Monday, July 26, 2010

Trinity Buoy Wharf: Impromptu ebb and flow

Just had a surprising weekend. Spent two nights eating and drinking way too much for too long with Adrian and Kathrin and then the next night getting thoroughly rat-faced with Mo so it was amazing that I was able to find my way to and from TBW let alone get the installation in place and functioning properly, myself included. Fortunately a brilliant local connection helped me put up the work, contributed ideas, and climbed up high without ladder training, I'd taken a car full of all manner of things just in case, good job I did.

As a result I got to meet many people who got to meet some of my work. Of particular note: Hayden the composer and pianist with his wife? a lovely art therapist, he wrote a note to my Mum on the hanging wallpaper about playing the piano by ear. Roy the sculptor and his mate the porter from Hackney who sang along with the video correctly identifying each of the numbers. Sylvia from Golders Green who'd walked all the way from Canning Town, she's a Holocaust survivor and came with her juggling balls to juggle to any music that might be playing - she juggled to a fiddler outside the cafe. I gave her a lift back to the train since she'd also brought her slippers with her and was wearing them after having walked so far. I found her with her feet up on the sofa watching the movie and relaxing: she told me a bit of her story it was fascinating and sad and inspiring. The biker who is in his third year of doing "the knowledge" and hopes to qualify next year - they have to fund everything themselves, hard indeed. This future London Cabbie introduced me to The Aluna Project: - how lucky is that? I would have missed out on knowledge that really interests me had he not walked into my temporary space. Eileen and Michael Woods came in from Haring Woods Studio, they use art to communicate, educate and influence policy on climate change, it was great to meet them.

The artists and people who are based there were excellent, being helpful and generous.

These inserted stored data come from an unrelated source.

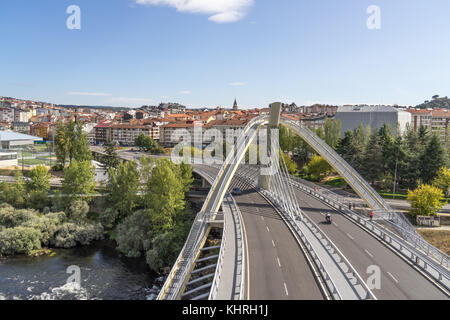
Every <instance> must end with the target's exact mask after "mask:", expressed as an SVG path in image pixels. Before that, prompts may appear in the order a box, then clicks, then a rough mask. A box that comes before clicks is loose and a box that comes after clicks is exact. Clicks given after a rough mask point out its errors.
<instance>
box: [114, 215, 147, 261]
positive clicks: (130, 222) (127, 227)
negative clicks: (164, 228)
mask: <svg viewBox="0 0 450 320" xmlns="http://www.w3.org/2000/svg"><path fill="white" fill-rule="evenodd" d="M151 230H152V228H151V222H150V213H149V212H148V210H140V211H136V212H135V213H133V214H132V215H131V216H129V217H127V218H125V220H124V221H123V222H122V223H121V224H119V225H118V226H117V238H116V241H117V244H118V246H117V249H118V250H119V251H120V252H122V253H123V254H125V255H126V256H127V257H130V258H139V257H141V256H142V253H143V252H145V251H147V250H148V249H150V245H151V238H152V232H151Z"/></svg>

People drew some lovely stuff on the wallpaper and it all related to the work even though I hadn't stipulated what they might do - that was really gratifying - and they seemed to react to whatever the person before had drawn too, a visual chinese whisper (much earlier post). It created a brilliant form of feedback - someone drew a heart awwww that was nice. Each time I re-entered the wallpaper room there was another surprise.

Putting something together at short notice was nerve-wracking. I've learned much from the people who came, the work itself and the space it was in. The work is developing into something more. It was a good thing to do.